Relevant to the above are that race dynamics in AI capabilities are risking a race to the bottom in AI security and safety
Leading labs are breaking prior frontier risk assessment commitments around measurement of dual use cyber capabilities, highlighting the fragility of Biden-era voluntary commitments.
There’s an emerging consensus that powerful AI software engineers will arrive in the next few years; important for security if true
METR's research demonstrated that the length of coding tasks AI agents can handle grows as a linear function of time and forecasts potential "AI coworker" autonomy within a year or two if current trends hold.
The “AI 2027” report, from a number of well-known AI writers and forecasters, forecasts rapid growth in AI capabilities by 2027, backed by lots of data. Their forecasts feel overly bullish and ‘sci-fi’, but the basic idea that AI will soon be good enough at coding and AI research to accelerate capabilities improvements seems directionally right.
The increased bullishness on AI coding comes from three places: 1) how much better they’re getting at coding, 2) evidence that reinforcement learning works when we apply it to coding and how big the runway is to scale this, 3) evidence that test-time chain of thought reasoning can improve coding and that hardware and algorithmic efficiency will scale this.
Key questions for the age of the AI vibe coder: How different is it to secure vibe coded programs than it is to secure code from today’s unreliable human programmers, most of whom aren’t security experts? How much will it help offensive teams to have software engineering agents to which they can outsource tasks?
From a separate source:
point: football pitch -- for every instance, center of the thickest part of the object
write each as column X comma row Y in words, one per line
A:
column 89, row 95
What new kinds of offensive computer network operations automation will start mattering when?
Also on ‘bullishness’, we now have a product that really demonstrates the promise of multimodal understanding in LLMs
… in OpenAI's GPT-4o, which demonstrates the power of natively multimodal models to generate images by jointly attending to image and text tokens. Native multimodality is an old idea, but GPT-4o is the most compelling demonstration yet that LLMs can learn to reason in multiple modalities jointly.
This matters because we can now be more confident there’s a long runway for AI to improve by training jointly on text, audio, video, and sensor data under the current paradigm; there’s more natural data to leverage, relieving bottlenecks to progress, and more multimodal understanding/generation capabilities are possible
More AI agents for cyber-defense; how OpenAI is using AI for cyber defense
Microsoft launched specialized Security Copilot agents to automate workflows like Phishing Triage. Early feedback suggests they speed up response times and handle high-volume tasks well, but require human verification and more customization. Detailed public metrics on agent accuracy remain limited.
These agents are tangible examples of the trend towards greater AI autonomy in security. While requiring oversight now, they represent early steps in a rapidly evolving space, relevant given capability forecasts like METR's.
They’re leveraging their own models internally as "AI-driven security agents" to enhance cyber defenses, improve threat detection, and enable rapid response.
They claim they’re training their models to be good at cybersecurity by curating cybersecurity-specific agentic training data.
They highlighted code security as a primary focus area where they aim to lead the industry in automated vulnerability finding and patching. They report achieving state-of-the-art results on public code security benchmarks and successfully identifying vulnerabilities in real-world open-source software using their models.